474 B.R. 441, 2012 WL 2552943
CourtUnited States Bankruptcy Court, S.D. New York
DecidedJuly 3, 2012
DocketNos. 08-13555 (JMP), 08-01420 (JMP) (SIPA)
StatusPublished
Cited by2 cases

This text of 474 B.R. 441 (In re Lehman Bros. Holdings) is published on Counsel Stack Legal Research, covering United States Bankruptcy Court, S.D. New York primary law. Counsel Stack provides free access to over 12 million legal documents including statutes, case law, regulations, and constitutions.

Bluebook
In re Lehman Bros. Holdings, 474 B.R. 441, 2012 WL 2552943 (N.Y. 2012).

Opinion

MEMORANDUM DECISION DENYING MOTION TO STRIKE CERTAIN OBJECTIONS TO CLAIM OF JPMORGAN CHASE BANK, N.A. BASED ON TRIPARTY REPO-RE-LATED LOSSES

JAMES M. PECK, Bankruptcy Judge.

Introduction

JPMorgan Chase Bank, N.A. (“JPMor-gan”) has brought a motion (the “Motion”) to strike certain of the grounds for relief set forth in an objection to its proofs of claim against Lehman Brothers Holdings Inc. (“LBHI”) and Lehman Brothers Inc. (“LBI”) in relation to losses that it allegedly incurred in the unwinding of complex triparty repo transactions. See Mot., ECF No. 25782. The objection to the amounts claimed by JPMorgan is dated August 31, 2011, ECF No. 19604 (the “Objection” or “Obj.”) and is being prosecuted by LBHI and its Official Committee of Unsecured Creditors (the “Committee,” and together with LBHI, the “Objectors”).

The Objectors argue that JPMorgan’s claims as LBI’s triparty repo custodian are greatly overstated because (i) JPMorgan did not sell the collateral securing its position in a commercially reasonable manner, (ii) certain of the losses are traceable to the actions of Barclays Capital Inc. (“Bar-clays”) and have already been settled, and (iii) JPMorgan improperly has added post-petition interest to the claim. See Obj. 2. JPMorgan moves to strike those parts of the Objection that are based upon its settlement with Barclays and its claim for postpetition interest.

This motion practice is a calculated effort by JPMorgan to preemptively cut away portions of the Objection. This effort is taking place within the context of an ongoing larger multi-layered litigation concerning the net amounts that may ultimately be payable by these parties to one another, either by an agreed reconciliation and settlement or after a final judicial determination. Reference is made to the Court’s recent decision of April 19, 2012 for a more detailed description of the significant prepetition financial relationships that existed among JPMorgan, LBI and LBHI and of the various causes of action currently being pursued by the Objectors against JPMorgan. See Lehman Bros. Holdings Inc. v. JPMorgan Chase Bank, N.A. (In re Lehman Bros. Holdings Inc.), [443]*443469 B.R. 415 (Bankr.S.D.N.Y.2012). The Motion being considered now represents one isolated aspect of this much broader conflict between the parties.

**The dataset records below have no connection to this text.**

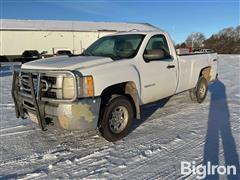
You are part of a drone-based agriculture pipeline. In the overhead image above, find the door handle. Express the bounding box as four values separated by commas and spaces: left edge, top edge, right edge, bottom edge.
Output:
167, 65, 175, 69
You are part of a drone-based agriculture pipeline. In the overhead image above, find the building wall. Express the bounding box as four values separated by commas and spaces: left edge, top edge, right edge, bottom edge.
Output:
0, 30, 115, 56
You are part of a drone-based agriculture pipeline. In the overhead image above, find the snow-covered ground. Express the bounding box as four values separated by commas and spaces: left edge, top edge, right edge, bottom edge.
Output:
0, 55, 240, 179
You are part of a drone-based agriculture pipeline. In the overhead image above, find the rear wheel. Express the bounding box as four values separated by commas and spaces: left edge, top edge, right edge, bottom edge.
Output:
189, 76, 208, 103
99, 96, 134, 142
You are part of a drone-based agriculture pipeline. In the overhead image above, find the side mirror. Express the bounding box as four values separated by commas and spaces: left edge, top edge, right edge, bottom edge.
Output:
143, 49, 165, 62
41, 51, 47, 55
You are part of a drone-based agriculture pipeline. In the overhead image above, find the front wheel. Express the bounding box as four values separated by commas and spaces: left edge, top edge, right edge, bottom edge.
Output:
99, 96, 134, 142
189, 76, 208, 103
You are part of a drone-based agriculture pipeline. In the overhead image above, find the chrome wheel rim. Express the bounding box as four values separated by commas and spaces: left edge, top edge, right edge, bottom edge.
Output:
109, 106, 129, 133
199, 84, 206, 98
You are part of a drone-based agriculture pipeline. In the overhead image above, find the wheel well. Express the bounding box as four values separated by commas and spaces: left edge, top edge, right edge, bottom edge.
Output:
101, 81, 140, 118
199, 67, 211, 82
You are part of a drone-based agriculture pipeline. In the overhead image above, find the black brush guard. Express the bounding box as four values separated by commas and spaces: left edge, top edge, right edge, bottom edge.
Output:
12, 71, 47, 131
12, 70, 77, 131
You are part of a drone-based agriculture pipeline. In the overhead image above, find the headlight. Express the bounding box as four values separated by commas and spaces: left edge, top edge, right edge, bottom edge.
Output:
62, 77, 75, 99
78, 76, 94, 98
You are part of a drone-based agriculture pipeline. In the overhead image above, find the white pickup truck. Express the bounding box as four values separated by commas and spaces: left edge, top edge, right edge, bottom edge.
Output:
12, 30, 218, 141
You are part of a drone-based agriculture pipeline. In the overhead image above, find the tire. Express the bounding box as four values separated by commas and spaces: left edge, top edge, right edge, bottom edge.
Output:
189, 76, 208, 103
99, 95, 134, 142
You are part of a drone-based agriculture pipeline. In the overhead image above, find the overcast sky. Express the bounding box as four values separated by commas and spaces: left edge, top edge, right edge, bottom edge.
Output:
0, 0, 240, 43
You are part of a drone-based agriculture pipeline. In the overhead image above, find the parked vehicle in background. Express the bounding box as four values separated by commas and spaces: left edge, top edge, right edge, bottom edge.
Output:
200, 49, 215, 53
55, 50, 72, 56
19, 50, 47, 63
12, 30, 218, 141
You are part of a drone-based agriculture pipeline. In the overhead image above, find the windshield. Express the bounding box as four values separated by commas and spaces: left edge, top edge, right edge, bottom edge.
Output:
82, 34, 145, 60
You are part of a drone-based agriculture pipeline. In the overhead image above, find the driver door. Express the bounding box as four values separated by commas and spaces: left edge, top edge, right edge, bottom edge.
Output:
140, 34, 177, 103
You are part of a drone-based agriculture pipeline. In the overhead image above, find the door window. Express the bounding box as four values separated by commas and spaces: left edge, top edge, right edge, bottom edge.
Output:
144, 35, 171, 60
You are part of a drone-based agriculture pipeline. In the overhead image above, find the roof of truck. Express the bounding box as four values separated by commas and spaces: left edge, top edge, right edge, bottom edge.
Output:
0, 19, 161, 32
108, 29, 164, 36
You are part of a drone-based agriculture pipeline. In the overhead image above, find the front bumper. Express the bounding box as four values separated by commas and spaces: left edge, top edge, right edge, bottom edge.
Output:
12, 71, 101, 130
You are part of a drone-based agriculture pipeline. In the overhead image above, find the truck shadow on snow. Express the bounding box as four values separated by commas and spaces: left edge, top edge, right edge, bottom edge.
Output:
203, 80, 239, 180
130, 96, 172, 133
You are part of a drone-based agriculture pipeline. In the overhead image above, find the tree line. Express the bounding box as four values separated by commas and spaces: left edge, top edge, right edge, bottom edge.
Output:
176, 26, 240, 54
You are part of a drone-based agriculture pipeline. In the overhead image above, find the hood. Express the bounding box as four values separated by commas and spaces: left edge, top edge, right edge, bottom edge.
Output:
22, 56, 113, 70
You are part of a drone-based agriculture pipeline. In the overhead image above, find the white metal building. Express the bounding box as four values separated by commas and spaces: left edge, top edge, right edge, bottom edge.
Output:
0, 19, 156, 59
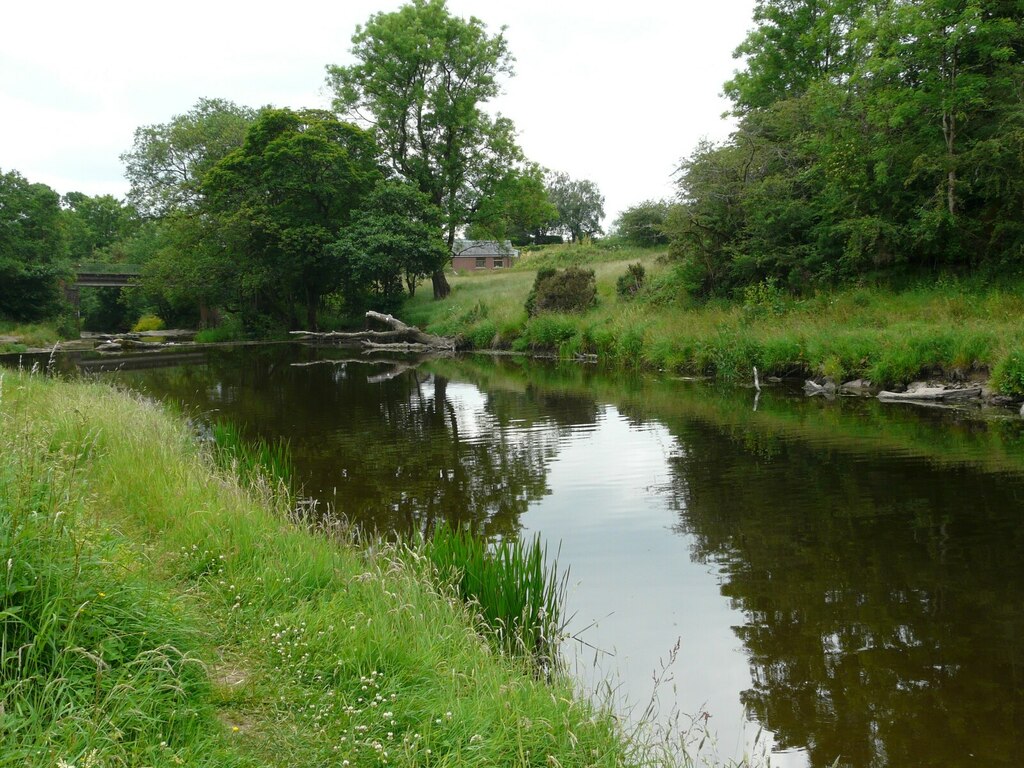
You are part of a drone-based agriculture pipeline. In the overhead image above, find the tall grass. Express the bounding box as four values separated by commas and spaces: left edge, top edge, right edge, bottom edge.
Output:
0, 372, 651, 768
210, 421, 295, 490
425, 523, 568, 669
402, 246, 1024, 396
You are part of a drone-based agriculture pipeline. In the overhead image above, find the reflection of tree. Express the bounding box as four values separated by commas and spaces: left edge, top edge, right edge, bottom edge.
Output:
109, 347, 597, 536
673, 422, 1024, 766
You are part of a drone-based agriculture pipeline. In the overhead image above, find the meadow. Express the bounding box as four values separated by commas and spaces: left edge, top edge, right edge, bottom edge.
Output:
401, 244, 1024, 396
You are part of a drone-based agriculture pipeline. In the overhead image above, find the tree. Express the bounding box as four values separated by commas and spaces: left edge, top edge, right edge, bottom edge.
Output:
201, 109, 381, 330
61, 191, 139, 263
328, 0, 520, 298
614, 200, 669, 248
121, 98, 255, 216
548, 173, 604, 243
332, 181, 450, 313
0, 171, 67, 321
466, 166, 558, 245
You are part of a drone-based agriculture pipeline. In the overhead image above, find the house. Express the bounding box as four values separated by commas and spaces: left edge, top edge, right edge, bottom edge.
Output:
452, 240, 519, 272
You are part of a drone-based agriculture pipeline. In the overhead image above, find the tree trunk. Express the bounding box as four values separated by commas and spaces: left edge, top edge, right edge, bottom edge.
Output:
306, 288, 319, 331
430, 269, 452, 299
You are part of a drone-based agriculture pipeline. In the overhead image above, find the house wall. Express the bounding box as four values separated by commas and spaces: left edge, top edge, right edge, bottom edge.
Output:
452, 256, 512, 272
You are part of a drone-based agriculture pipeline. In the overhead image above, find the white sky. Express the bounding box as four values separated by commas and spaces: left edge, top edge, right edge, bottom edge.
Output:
0, 0, 754, 228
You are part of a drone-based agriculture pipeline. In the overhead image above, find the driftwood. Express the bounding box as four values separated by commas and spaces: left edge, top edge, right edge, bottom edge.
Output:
879, 387, 981, 402
291, 311, 455, 352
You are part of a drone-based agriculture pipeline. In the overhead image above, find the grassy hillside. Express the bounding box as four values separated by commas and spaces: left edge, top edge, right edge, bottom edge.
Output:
403, 246, 1024, 396
0, 371, 639, 766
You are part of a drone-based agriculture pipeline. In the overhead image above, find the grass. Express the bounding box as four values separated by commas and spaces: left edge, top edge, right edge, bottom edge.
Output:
424, 523, 568, 670
0, 371, 663, 766
401, 246, 1024, 396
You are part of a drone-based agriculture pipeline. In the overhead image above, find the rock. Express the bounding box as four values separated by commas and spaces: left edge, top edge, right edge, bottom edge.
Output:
839, 379, 873, 396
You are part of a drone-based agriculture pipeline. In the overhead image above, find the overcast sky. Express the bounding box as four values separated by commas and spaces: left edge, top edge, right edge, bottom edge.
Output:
0, 0, 754, 227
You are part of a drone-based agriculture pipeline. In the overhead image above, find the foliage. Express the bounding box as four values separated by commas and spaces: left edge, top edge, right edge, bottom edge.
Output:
525, 266, 597, 316
61, 191, 140, 264
202, 109, 380, 330
466, 166, 558, 245
615, 261, 647, 299
667, 0, 1024, 296
328, 0, 521, 298
0, 372, 628, 768
547, 172, 604, 243
131, 314, 167, 333
0, 171, 67, 321
992, 347, 1024, 397
613, 200, 669, 248
331, 181, 449, 315
121, 98, 256, 217
424, 523, 568, 668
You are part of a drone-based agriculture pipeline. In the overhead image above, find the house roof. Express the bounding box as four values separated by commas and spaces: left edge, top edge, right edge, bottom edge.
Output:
452, 240, 519, 258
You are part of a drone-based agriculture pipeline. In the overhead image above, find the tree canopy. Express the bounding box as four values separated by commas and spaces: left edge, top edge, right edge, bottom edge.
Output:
669, 0, 1024, 292
0, 171, 67, 321
202, 109, 381, 329
121, 98, 255, 216
328, 0, 521, 298
548, 172, 604, 243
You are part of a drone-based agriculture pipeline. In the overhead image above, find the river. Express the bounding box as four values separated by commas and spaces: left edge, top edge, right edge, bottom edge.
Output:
39, 345, 1024, 768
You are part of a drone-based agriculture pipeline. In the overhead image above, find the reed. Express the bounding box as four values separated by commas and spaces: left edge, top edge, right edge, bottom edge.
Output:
425, 523, 568, 670
210, 421, 295, 492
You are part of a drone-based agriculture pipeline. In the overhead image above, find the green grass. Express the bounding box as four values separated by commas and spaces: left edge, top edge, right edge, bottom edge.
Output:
424, 523, 568, 670
401, 246, 1024, 394
0, 371, 663, 766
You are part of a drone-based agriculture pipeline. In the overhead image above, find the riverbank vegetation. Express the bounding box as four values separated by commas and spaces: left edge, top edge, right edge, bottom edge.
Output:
0, 371, 643, 766
404, 251, 1024, 396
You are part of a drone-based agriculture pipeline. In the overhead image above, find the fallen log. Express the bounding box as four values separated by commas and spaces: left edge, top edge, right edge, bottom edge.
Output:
879, 387, 981, 402
291, 311, 455, 351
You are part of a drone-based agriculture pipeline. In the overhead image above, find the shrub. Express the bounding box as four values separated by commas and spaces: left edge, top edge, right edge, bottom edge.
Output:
131, 314, 165, 333
525, 266, 597, 316
615, 262, 646, 299
992, 347, 1024, 396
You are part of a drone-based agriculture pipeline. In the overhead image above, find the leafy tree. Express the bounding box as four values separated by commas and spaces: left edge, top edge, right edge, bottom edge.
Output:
201, 109, 380, 329
0, 171, 67, 321
328, 0, 521, 298
466, 166, 558, 245
332, 181, 450, 310
548, 173, 604, 243
121, 98, 255, 216
61, 191, 139, 263
614, 200, 669, 248
667, 0, 1024, 293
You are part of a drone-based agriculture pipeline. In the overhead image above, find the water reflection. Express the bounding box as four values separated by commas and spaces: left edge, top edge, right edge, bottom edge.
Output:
86, 347, 1024, 767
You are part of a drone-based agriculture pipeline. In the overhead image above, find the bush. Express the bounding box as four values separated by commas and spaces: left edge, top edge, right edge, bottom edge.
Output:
525, 266, 597, 316
615, 262, 646, 299
992, 347, 1024, 397
131, 314, 165, 333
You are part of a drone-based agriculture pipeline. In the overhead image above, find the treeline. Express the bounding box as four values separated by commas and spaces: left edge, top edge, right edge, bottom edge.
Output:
0, 0, 604, 335
664, 0, 1024, 295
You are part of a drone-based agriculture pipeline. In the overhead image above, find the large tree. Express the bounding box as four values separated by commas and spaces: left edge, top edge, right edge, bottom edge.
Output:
332, 181, 449, 314
121, 98, 255, 216
202, 109, 380, 329
328, 0, 520, 298
0, 171, 67, 321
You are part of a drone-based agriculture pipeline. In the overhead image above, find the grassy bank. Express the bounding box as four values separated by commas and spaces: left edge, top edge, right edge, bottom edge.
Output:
0, 371, 636, 766
402, 246, 1024, 396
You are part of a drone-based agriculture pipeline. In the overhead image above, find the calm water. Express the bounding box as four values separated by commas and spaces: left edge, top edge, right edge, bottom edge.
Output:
66, 346, 1024, 767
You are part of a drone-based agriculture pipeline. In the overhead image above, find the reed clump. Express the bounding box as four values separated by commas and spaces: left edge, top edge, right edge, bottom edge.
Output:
0, 371, 631, 768
425, 523, 568, 670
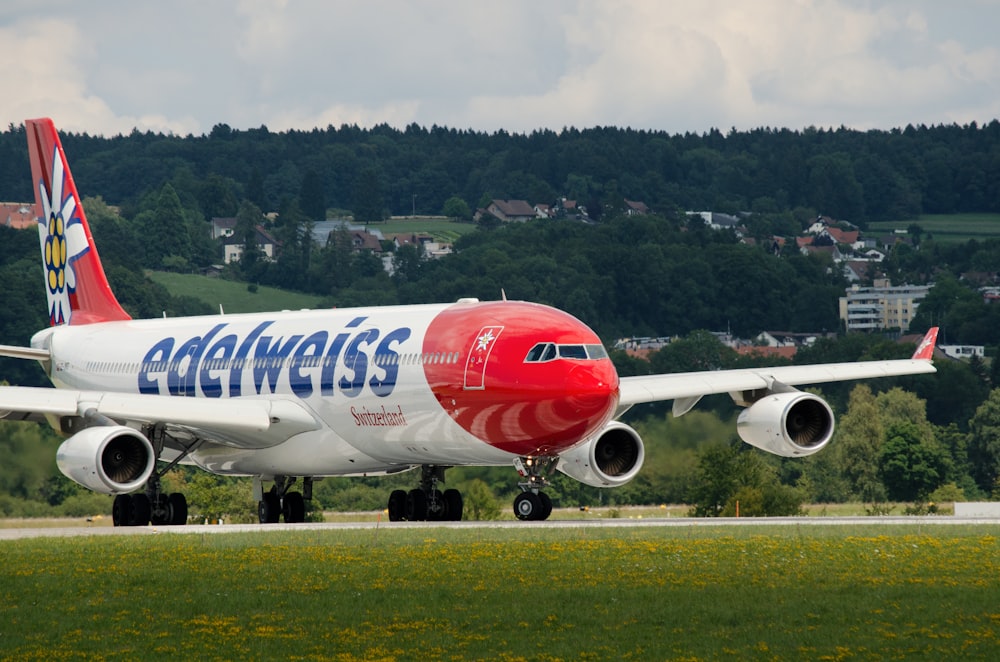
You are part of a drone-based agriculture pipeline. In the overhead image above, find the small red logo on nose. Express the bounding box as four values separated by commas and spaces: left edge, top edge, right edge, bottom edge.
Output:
465, 326, 503, 390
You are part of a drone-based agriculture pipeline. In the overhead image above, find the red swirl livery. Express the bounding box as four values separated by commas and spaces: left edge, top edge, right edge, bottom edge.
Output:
0, 119, 936, 525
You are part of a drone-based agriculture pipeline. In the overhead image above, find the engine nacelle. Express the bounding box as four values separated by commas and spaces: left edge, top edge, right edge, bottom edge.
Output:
56, 425, 156, 494
736, 391, 833, 457
556, 421, 646, 487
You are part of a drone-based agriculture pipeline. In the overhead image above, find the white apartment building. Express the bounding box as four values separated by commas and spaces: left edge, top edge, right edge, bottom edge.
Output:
840, 279, 931, 331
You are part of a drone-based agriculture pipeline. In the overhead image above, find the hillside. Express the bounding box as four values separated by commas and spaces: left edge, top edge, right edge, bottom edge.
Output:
146, 271, 322, 313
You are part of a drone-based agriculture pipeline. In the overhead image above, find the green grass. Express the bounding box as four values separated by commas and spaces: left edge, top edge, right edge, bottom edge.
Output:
0, 525, 1000, 660
867, 214, 1000, 242
146, 271, 320, 313
368, 216, 479, 243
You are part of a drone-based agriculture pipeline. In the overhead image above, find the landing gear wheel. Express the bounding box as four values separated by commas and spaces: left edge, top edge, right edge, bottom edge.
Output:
427, 490, 448, 522
538, 492, 552, 520
128, 493, 150, 526
406, 490, 427, 522
444, 489, 462, 522
111, 494, 132, 526
167, 492, 187, 526
514, 492, 542, 521
389, 490, 406, 522
257, 492, 281, 524
149, 493, 171, 526
281, 492, 306, 524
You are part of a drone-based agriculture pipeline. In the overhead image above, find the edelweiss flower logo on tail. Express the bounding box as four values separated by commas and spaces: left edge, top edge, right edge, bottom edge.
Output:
38, 150, 90, 324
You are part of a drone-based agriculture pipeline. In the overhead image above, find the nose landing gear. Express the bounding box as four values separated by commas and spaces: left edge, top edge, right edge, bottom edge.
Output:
514, 456, 559, 521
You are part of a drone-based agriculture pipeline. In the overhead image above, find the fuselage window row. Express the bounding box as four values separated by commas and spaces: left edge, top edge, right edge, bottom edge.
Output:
87, 352, 460, 374
524, 342, 608, 363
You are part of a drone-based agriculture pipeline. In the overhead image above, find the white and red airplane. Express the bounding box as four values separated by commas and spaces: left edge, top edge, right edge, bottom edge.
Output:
0, 119, 937, 525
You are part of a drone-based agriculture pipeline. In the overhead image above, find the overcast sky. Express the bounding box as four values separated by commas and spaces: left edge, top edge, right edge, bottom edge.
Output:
0, 0, 1000, 135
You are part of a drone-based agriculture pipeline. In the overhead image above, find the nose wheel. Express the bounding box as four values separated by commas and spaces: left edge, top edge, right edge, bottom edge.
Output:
514, 492, 552, 521
514, 457, 559, 521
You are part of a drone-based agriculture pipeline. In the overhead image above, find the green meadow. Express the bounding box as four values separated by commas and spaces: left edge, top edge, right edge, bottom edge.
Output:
866, 214, 1000, 243
0, 524, 1000, 660
146, 271, 322, 314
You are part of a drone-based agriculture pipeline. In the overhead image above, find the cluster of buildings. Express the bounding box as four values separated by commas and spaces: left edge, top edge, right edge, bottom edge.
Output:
473, 198, 652, 223
212, 217, 452, 275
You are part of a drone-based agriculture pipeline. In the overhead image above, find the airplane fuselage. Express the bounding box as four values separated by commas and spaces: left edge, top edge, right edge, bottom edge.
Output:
32, 300, 618, 476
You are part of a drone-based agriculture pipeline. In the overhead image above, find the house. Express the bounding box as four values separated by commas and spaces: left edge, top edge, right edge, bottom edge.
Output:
0, 202, 41, 230
212, 216, 236, 239
844, 260, 878, 283
625, 199, 650, 216
686, 211, 742, 231
535, 202, 556, 218
840, 278, 931, 332
937, 345, 986, 360
486, 200, 537, 223
825, 227, 861, 246
222, 226, 278, 264
351, 230, 382, 256
754, 331, 820, 347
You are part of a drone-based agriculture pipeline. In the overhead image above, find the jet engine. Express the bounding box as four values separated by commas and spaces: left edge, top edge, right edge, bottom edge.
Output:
556, 421, 646, 487
736, 390, 833, 457
56, 425, 156, 494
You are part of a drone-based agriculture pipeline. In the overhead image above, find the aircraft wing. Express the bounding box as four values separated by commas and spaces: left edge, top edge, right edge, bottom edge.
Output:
618, 327, 937, 416
0, 386, 321, 448
619, 359, 934, 406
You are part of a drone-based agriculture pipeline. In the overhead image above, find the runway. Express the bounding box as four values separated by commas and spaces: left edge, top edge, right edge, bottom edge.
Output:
0, 515, 1000, 541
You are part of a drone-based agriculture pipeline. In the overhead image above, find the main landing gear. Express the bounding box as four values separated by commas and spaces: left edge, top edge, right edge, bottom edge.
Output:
111, 424, 193, 526
388, 464, 462, 522
253, 476, 313, 524
514, 457, 559, 521
111, 476, 187, 526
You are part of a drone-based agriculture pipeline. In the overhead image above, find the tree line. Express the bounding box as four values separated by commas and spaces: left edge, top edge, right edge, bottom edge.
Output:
0, 118, 1000, 227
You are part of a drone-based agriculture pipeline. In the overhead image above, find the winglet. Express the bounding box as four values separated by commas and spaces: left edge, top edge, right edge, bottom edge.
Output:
24, 118, 131, 326
911, 326, 938, 361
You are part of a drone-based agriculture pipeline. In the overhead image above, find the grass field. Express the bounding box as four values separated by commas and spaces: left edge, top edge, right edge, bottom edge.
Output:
867, 214, 1000, 242
146, 271, 320, 313
368, 216, 478, 244
0, 525, 1000, 660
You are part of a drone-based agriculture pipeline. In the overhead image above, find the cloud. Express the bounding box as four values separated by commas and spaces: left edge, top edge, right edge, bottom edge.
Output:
0, 0, 1000, 134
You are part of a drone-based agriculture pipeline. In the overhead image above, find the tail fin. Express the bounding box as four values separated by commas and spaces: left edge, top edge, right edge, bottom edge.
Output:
910, 326, 938, 361
25, 118, 131, 326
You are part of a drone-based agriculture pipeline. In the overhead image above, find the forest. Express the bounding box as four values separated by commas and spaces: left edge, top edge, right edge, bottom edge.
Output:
0, 121, 1000, 518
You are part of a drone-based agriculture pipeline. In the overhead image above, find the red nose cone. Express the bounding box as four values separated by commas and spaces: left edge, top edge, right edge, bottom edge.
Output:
424, 302, 618, 456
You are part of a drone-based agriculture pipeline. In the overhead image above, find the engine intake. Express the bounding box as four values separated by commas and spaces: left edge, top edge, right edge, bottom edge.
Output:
56, 425, 156, 494
556, 421, 646, 487
736, 391, 834, 457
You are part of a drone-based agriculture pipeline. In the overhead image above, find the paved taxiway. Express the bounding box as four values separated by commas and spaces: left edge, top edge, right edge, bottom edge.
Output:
0, 515, 1000, 541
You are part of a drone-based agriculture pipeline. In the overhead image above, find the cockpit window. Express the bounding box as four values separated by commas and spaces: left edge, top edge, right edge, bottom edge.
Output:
587, 345, 608, 361
524, 342, 608, 363
559, 345, 587, 359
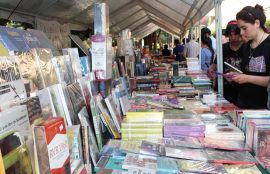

For the reasons stated in this decision, the Motion is denied. Motions to strike are generally disfavored, and the benefit of any doubt at the pleading stage properly should go to the Objectors. Allowing the Objectors the opportunity to continue advancing all points raised in the Objection and to present evidence in support of their multiple arguments to reduce the amount of JPMorgan’s claim is appropriate and does not prejudice JPMorgan, especially in a setting such as this in which granting the Motion would not yield any measurable savings of time and expense or help to resolve other issues in dispute. Denial of the Motion is procedural and is not an indicator of how the Court will decide the substantive points raised in the Motion.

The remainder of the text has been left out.